There is also a watermelon nutritional facts sheet, courtesy of the Produce Marketing Association, Newark, Del., on the back flap of the brochure.
Currently, the brochures are being distributed through in-store demonstrations under the NWPB's "Melon Master" card retail-partnership program. Retailers that sign up for the program are eligible to schedule in-store sampling and cooking demonstrations run completely by the NWPB.
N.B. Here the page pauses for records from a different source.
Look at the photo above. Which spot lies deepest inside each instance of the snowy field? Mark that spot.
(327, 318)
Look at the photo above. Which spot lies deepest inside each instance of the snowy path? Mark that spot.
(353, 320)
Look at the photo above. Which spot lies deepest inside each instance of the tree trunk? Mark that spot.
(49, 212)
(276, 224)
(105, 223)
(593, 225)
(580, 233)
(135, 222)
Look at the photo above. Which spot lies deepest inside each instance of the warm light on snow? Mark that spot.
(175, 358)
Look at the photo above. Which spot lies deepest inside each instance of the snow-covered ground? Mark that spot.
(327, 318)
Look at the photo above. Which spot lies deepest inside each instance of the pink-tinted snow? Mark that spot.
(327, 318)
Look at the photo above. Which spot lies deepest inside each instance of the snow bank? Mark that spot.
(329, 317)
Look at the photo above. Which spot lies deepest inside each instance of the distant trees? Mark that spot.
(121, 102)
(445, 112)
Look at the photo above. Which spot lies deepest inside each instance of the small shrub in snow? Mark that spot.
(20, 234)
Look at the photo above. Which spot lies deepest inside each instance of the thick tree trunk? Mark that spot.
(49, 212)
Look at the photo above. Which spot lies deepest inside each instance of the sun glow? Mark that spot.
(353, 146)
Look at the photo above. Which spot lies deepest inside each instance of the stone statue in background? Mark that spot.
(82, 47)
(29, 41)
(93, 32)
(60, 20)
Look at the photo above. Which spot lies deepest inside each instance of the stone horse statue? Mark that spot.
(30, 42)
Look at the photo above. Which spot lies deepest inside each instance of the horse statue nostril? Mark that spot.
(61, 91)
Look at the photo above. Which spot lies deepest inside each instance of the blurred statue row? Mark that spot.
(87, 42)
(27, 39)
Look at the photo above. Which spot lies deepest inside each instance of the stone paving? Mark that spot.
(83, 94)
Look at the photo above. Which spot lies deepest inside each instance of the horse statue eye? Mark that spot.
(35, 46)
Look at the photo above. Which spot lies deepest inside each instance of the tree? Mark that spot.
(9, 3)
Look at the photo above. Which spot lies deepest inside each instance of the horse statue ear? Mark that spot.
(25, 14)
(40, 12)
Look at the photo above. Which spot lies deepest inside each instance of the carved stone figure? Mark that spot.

Besides in-store demonstrations, the card allows participating retailers to receive market-research statistics and customized merchandising tips. These include various ways in which to display watermelons -- placing them on ice, grouping whole watermelons with cut watermelons, selling them alongside cantaloupe and honeydew melons, using consumer-friendly color bins and placing watermelon displays at the checkout counter to promote impulse sales.